Interstate migration can also impact multi-speed markets. 

“Part of the reason housing purchase demand may be softer across markets like Sydney and Melbourne, relative to Brisbane, Perth and Adelaide, could be because net interstate migration plunged to deep losses through 2021 and 2022 in NSW and Victoria,” Ms Owen said. 

“Queensland, in particular, attracted a lot of the outflow from the southern states, with additions to the Queensland population from net interstate migration totalling a record 51,517 in the year to March 2022. 

In Queensland, WA and SA, net interstate migration eased from pandemic highs in 2023 (and has turned negative in SA), but is still well above historic averages.”

Starting price point can also influence multi-speed markets.

Ms Owen said Perth home values had soared 62.6 per cent since the start of the pandemic but it was still playing “catch up” after a six year downturn from 2014. 

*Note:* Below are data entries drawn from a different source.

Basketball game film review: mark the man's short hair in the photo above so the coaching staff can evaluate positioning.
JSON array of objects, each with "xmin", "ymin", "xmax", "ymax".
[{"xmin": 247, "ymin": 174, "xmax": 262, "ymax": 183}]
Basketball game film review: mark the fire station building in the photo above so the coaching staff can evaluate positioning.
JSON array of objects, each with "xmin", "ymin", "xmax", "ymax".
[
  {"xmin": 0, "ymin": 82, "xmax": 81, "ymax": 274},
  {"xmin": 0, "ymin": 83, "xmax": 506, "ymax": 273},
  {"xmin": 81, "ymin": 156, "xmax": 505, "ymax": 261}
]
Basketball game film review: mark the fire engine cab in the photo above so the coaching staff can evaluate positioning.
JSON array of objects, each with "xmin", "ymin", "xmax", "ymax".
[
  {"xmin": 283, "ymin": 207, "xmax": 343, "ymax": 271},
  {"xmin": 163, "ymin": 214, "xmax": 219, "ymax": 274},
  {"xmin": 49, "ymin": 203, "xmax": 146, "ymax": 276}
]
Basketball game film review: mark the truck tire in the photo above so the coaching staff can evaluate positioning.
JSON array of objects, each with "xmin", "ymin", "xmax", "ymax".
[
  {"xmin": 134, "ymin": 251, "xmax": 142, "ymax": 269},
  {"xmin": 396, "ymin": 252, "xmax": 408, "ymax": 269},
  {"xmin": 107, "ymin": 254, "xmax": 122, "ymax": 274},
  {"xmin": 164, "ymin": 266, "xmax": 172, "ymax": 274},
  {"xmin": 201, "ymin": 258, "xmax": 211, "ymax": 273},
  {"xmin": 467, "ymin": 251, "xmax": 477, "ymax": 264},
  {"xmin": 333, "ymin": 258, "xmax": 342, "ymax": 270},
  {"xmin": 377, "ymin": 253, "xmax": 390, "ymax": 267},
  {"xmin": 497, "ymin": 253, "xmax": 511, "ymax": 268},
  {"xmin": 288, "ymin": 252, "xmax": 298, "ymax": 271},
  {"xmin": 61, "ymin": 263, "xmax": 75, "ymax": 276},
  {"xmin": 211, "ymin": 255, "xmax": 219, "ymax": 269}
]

“Cities like Perth and Adelaide have grown rapidly, but they started at a low price point,” she said.

“The median dwelling value in Perth is currently sitting at around $740,000, which is still only sixth highest among the eight capital cities by median dwelling value, and relative to local incomes it is one of the more affordable cities.”

Ms Owen said investor interest in particular cities and states could also feed through to varying rates of capital growth in each market.